It's the plat du jour
I feel very proud Hillary Clinton likes Indian food so much. But to truly appreciate our gastronomy, it's important to know its intellectual origins. Manas Chakravarty writes.india Updated: May 12, 2012 23:45 IST
Clinton, a lover of Indian cuisine….said she would have to be on a diet for the next seven days to offset her possible weight gain during her three-day visit to the country. — PTI, May 8
I feel very proud Hillary Clinton likes Indian food so much. But to truly appreciate our gastronomy, it’s important to know its intellectual origins. It wasn’t always this good, you know. In ancient times, we laboured under the belief the world was an illusion, or Maya. That wasn’t very conducive to good cuisine. Our sages survived on fruits and nuts, frugal fare that led to the belief that life was suffering. Eggs were all they had to alleviate their anguish. It was only when a sage’s chicken coop burnt down that we were introduced to the joys of chicken tandoori. This was followed rapidly by chicken bharta, baingan bharta and before you could say Rig Veda, an enterprising maharishi cannily published his collection of recipes called the Mahabharta and for a time there was much confusion because many people read it under the impression it was the Mahabharata. This mix-up led to the misconception that the six schools of ancient Indian philosophy were Hing, Haldi, Dalchini, Dhaniya, Jeera and Garam Masala.
Be that as it may, indulgence in food was still a secret vice, largely because of the fear that pigging out meant being reincarnated as a pig. Two schools of thought developed, the Dvaita, or dualist school, which said that life and food are different and the non-dualist Advaita, which held that life and food are One. Naturally, followers of the Advaita school were fatter. This led to the publication of the famed Diet Sutra, the world’s first book on losing weight. The principle behind it was known as The Middle Weight, which included Right Lip-Smacking, Right Finger-Licking, Right Burping, Right Calorie-Counting and so on.
Ancient Indian gastronomy was, however, disturbed by an invasion of kebabs, rogan josh and biryani through the Khyber Pass. In the West of the country, incursions were made by vindaloo and sorpotel. Chillies and tomatoes and potatoes made their appearance, as evidenced from Abul-Fazl’s famous book during Emperor Akbar’s reign — the Ain-e-Potato-curry.
But let’s get back to the present. The sway of Maya over the Hindu mind has disappeared, replaced by Leela, which provides the philosophical underpinnings for Indian food. This is evident from the Leela chain of hotels across the country.

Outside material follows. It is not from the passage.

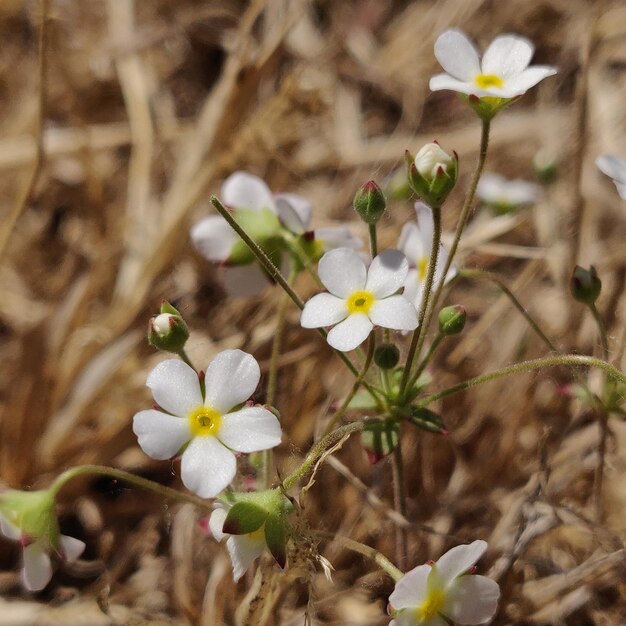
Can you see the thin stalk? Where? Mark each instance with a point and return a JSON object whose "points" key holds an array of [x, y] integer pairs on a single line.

To understand the theoretical basis of modern Indian cuisine, I talked to several eminent personalities across the ideological spectrum. “All food can be divided into two broad categories — nationalist and pseudo-secular”, said a BJP ideologue. “Beef is definitely pseudo-secular,” he continued, “while meat and fish are dicey.” Vegetables are nationalist, especially with a pinch of saffron. A Congress supporter said he preferred a balanced diet of spaghetti, risotto and pasta.

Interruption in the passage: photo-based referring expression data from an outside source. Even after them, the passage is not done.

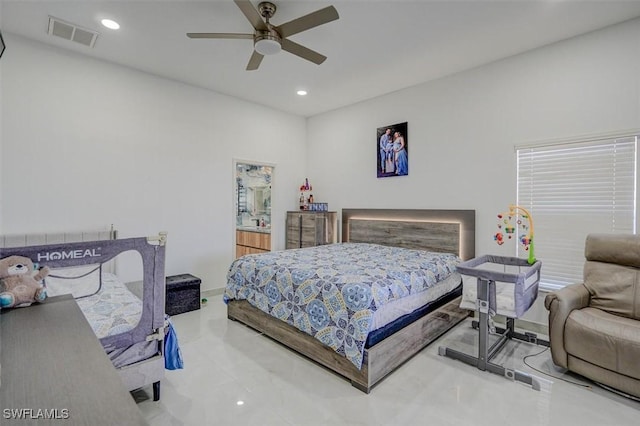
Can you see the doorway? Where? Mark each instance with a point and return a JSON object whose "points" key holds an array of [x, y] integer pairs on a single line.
{"points": [[252, 206]]}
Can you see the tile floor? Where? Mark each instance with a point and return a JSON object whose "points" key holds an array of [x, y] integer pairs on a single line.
{"points": [[226, 362]]}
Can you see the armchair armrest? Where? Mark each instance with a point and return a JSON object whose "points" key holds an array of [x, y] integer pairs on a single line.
{"points": [[560, 304]]}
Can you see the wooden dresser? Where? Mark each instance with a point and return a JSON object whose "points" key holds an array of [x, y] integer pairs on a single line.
{"points": [[311, 228], [251, 242]]}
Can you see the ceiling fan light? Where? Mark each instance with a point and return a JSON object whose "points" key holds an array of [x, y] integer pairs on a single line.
{"points": [[267, 46]]}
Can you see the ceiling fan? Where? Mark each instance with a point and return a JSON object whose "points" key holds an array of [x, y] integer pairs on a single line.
{"points": [[269, 39]]}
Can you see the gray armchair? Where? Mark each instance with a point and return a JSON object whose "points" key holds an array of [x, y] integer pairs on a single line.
{"points": [[594, 327]]}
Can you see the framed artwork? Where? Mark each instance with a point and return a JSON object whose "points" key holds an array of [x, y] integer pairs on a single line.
{"points": [[392, 150]]}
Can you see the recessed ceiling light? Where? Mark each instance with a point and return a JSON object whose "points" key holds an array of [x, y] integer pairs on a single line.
{"points": [[112, 25]]}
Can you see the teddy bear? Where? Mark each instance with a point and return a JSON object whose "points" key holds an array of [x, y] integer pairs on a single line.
{"points": [[18, 286]]}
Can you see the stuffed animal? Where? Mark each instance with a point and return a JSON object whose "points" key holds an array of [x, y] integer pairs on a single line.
{"points": [[18, 286]]}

But the most interesting culinary philosophies have emerged from the Left. “Take sweet - that’s the thesis; take sour — the anti-thesis; Combine the two with pork and you have a synthesis — sweet and sour pork. Serve with red wine. That’s dialectical cooking,” said a Marxist comrade. He asked me to read his forthcoming cook-book, The Communist Many-Feast-O.
What of the future? Not everybody believes in it. There are many who support George Bernard Shaw, who pointed out, “Statistics show that of those who contract the habit of eating, very few survive.”